# Anatolian and Great pyr temperament testing



## crazyland (Jan 28, 2012)

Hey y'all!
We are going to go pick up two brothers in a week. I was going to get a pup from a rescue but when I asked about a temperament test and they said they couldn't at 9-10 weeks of age I walked away. Well I found a lgd litter an hour away and reserved two brothers.
I know how to temp test a gsd for working drive but don't know what to look for in a lgd pup.
They will be with our goats when old enough. I have bottle babies they will be introduced to while little. And whatever other animals the breeder has on their farm. 
Can you please help me out here? Thanks!


----------



## Mzyla (Jan 28, 2012)

Checking/testing pups, its not gone tell you much.
Check the parents, if youll be allowed to do so.
As GENETICS play the biggest role.
The way you see the parents are  the way the babies are/will be.

Then its up to you, if you want SBMISSIVE or DOMINANT dog.
Dominant will be standing out, being pushy at feeding time looking up and forward as not being afraid.
Submissive will be sort of hiding in a background.  It is somewhat easier to handle submissive dog.

Guarding behaviour is breed in.
It is YOU, who will be influencing this dog(s) further actions.

Lastly, two males will be fighting for dominance. Sometimes lethal fight.
Unless you plan to keep them separated for life?

Good luck on your new puppies. And  do show us the pictures!


----------



## crazyland (Jan 28, 2012)

Ok that contradicts everything I have read. While they are strong dogs they are fine when brought up with other dogs. Genetics is part of it. I agree but there is always something to look for when temperament testing. You don't want an extremely submissive dog or it could become fearful and aggressive. The same with dominant they can become overbearing and aggressive. 
But I am lookin for a different working dog than my gsd. I know how to temp test a pup for schutzhund. But that is a different world from livestock guarding. 
I'm waiting on pictures. All are white but one who has some tan.


----------



## Renegade (Jan 29, 2012)

Mzyla said:
			
		

> Lastly, two males will be fighting for dominance. Sometimes lethal fight.
> Unless you plan to keep them separated for life?


I have to agree with Myzla on this. I have a friend with two male pyrs and they are constantly fighting.

Donna


----------



## Karma (Jan 30, 2012)

Not sure how you would go about grading temperment testing these guys since alot of the attributes that make them fit for guarding livestock are not developed at such a young age. I think that is what Mzyla meant. For example, such young puppies even of breeds not typically know for having high prey/toy drives will show it as youngsters. They also don't tend to be as offput by a strangers presence, even though that may be a trait you want to see in an adult, most puppies won't show it.
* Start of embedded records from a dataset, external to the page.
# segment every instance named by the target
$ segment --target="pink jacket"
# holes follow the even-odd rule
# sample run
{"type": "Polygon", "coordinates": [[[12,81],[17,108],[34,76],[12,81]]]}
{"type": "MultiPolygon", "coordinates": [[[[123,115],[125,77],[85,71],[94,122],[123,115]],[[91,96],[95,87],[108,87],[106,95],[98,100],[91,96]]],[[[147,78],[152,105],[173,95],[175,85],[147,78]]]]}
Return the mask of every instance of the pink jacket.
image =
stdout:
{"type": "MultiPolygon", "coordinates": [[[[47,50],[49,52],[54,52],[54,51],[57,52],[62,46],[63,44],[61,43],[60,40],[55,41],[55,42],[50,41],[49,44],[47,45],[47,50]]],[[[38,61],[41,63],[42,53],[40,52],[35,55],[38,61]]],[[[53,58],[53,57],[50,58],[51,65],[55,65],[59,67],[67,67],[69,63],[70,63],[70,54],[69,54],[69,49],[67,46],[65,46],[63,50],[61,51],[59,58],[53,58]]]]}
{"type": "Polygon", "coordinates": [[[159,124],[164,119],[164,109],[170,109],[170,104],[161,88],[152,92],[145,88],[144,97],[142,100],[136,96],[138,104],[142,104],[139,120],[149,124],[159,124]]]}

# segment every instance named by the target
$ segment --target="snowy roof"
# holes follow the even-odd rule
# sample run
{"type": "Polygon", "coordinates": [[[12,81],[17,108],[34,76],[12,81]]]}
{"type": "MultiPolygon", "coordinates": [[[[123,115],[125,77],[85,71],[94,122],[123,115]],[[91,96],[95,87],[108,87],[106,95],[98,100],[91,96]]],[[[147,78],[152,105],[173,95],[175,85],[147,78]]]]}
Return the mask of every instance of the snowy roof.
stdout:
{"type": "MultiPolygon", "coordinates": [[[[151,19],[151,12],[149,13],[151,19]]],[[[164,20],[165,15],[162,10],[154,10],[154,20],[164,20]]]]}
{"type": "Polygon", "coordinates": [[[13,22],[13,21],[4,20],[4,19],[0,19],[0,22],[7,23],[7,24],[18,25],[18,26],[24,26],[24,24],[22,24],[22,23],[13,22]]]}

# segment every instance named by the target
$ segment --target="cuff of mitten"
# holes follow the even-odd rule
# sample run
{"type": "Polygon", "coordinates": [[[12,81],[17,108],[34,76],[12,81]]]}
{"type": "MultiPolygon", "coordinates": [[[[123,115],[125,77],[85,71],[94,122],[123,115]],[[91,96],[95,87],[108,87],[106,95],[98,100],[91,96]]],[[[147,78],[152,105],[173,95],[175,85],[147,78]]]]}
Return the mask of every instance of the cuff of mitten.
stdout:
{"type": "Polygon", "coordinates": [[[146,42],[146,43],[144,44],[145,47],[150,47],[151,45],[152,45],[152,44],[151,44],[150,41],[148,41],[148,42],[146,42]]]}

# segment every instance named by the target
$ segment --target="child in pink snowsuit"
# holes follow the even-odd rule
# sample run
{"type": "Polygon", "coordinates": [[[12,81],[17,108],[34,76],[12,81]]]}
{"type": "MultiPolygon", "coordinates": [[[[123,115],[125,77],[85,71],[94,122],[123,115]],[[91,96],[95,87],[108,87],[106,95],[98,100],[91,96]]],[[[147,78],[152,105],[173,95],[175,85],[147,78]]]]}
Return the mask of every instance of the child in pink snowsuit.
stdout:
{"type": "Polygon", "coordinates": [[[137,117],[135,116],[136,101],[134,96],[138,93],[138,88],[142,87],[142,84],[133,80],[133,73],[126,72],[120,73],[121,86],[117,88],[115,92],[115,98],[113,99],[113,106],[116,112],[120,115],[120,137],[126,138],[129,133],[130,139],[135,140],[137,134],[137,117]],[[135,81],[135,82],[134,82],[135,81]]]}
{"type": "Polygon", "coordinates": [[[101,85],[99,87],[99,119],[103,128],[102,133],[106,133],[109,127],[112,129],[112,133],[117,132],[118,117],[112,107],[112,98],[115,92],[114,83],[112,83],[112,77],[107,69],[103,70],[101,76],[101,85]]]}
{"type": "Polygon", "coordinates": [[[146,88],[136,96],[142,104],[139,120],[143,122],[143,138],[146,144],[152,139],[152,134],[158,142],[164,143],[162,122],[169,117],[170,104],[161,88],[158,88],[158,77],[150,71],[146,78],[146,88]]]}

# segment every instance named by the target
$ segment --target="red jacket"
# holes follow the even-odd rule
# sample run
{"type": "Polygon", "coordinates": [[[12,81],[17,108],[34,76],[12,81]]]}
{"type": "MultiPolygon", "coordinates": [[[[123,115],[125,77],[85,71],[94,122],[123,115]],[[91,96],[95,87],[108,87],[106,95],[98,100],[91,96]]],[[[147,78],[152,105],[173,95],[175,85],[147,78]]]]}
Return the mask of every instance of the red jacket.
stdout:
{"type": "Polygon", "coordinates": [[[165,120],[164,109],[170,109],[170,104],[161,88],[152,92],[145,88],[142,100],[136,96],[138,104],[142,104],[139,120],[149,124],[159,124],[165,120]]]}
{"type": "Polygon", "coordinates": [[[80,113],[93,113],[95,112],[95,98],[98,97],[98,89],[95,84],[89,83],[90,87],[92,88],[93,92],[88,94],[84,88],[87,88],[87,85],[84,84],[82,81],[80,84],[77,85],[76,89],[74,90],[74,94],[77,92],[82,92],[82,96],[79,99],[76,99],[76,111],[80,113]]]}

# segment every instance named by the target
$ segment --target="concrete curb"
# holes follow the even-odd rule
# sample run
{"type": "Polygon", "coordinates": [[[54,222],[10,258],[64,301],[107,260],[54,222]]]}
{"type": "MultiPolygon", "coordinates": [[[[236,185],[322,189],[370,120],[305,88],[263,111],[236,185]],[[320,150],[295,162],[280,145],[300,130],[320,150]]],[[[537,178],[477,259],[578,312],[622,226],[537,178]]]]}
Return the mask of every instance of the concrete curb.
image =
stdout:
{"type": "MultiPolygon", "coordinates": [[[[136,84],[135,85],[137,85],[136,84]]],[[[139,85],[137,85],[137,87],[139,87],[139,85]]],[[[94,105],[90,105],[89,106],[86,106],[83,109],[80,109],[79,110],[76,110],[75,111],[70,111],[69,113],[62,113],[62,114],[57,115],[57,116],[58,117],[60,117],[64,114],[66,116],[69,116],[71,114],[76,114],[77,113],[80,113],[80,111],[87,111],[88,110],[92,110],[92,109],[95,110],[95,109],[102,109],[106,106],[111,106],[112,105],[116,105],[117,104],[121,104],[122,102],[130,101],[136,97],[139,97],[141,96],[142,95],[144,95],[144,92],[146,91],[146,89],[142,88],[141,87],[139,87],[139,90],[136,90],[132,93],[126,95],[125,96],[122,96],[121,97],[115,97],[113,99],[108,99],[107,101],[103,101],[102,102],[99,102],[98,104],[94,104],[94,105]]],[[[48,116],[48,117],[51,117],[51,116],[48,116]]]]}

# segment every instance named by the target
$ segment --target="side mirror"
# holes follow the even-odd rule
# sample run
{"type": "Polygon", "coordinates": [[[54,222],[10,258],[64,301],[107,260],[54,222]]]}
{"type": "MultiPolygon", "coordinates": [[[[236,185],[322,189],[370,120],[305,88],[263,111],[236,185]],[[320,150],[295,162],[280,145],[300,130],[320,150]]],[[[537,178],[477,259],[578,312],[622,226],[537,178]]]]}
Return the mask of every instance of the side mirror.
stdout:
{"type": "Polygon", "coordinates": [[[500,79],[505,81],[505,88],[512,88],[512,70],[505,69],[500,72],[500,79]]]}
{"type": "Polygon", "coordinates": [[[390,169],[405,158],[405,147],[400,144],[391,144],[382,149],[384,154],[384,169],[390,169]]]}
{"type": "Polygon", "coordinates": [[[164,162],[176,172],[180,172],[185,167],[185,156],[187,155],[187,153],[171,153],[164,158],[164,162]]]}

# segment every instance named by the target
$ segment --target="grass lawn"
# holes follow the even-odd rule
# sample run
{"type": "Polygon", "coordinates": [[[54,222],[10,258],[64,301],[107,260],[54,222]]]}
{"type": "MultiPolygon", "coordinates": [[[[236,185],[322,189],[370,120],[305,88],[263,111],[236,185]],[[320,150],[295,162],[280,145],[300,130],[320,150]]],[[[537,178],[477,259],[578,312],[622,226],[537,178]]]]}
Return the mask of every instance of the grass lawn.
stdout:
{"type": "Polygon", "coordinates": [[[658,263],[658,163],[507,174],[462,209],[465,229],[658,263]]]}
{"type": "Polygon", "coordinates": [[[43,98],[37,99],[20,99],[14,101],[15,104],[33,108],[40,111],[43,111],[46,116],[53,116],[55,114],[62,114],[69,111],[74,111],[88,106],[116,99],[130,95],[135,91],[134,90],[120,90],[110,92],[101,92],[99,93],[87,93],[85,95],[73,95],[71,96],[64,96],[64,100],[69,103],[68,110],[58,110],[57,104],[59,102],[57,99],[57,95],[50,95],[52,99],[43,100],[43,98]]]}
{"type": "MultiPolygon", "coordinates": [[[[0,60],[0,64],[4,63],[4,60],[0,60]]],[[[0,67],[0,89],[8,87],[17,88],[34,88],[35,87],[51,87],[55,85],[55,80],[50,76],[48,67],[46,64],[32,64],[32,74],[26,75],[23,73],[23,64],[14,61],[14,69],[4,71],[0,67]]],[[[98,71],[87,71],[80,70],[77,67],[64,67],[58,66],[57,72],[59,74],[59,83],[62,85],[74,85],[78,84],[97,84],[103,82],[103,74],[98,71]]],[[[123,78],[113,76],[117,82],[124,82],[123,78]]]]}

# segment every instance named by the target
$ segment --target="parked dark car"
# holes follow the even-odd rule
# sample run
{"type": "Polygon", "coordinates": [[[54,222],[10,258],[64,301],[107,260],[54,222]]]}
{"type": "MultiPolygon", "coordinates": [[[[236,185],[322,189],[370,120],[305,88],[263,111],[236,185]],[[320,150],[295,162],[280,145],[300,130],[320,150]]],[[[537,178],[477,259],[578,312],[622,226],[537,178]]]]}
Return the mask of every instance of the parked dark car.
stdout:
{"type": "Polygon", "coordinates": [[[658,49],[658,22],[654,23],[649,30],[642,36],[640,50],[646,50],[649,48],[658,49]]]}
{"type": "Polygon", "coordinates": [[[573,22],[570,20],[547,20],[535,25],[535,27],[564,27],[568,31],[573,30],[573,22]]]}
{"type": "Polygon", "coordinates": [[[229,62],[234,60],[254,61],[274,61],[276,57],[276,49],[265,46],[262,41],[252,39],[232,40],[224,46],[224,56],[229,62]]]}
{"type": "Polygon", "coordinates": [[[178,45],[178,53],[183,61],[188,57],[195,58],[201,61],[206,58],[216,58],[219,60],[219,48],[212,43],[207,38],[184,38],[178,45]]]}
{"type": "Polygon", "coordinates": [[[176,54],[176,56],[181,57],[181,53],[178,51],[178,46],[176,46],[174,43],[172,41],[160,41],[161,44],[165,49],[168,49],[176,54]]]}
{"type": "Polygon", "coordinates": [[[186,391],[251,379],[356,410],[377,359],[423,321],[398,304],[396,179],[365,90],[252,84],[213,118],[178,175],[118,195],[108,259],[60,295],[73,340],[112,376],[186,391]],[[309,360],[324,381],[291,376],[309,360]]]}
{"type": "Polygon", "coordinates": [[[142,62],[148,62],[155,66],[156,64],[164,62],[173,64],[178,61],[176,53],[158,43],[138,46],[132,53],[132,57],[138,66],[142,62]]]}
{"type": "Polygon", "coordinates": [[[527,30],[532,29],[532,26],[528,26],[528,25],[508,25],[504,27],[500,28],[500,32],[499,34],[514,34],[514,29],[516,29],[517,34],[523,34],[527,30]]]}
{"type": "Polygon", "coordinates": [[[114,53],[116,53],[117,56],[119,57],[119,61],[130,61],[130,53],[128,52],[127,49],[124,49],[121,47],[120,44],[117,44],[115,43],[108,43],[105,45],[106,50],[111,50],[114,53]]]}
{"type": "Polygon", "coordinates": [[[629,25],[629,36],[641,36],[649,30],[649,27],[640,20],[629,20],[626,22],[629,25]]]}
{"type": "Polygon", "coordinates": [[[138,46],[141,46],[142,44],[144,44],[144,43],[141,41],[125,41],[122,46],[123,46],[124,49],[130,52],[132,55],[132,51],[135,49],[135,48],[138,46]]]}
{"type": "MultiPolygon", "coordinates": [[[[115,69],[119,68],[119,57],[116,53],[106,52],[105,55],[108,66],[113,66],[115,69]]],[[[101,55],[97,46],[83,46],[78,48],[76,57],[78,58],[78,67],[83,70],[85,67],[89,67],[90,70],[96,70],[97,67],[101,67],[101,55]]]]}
With GP's if the parents are not working guardian dogs I would walk away, they have been bred for human companionship and show more often than most other LGD breeds so you do need to be careful as temperments and working ability can fall short in those dogs as they have been bred down to make them more suitable companions and easier to handle.


----------



## crazyland (Jan 30, 2012)

Thank you all. I really am trying to process all the data. 
The parents are working dogs. 
So why do so many farms have 2 dogs, or more, guarding their flock? Most I know are two males, a few male-female and even less two females. 
Are the fighting makes from the same litter and neutered?
Seeing as these are mixed pups they could take after either breed. 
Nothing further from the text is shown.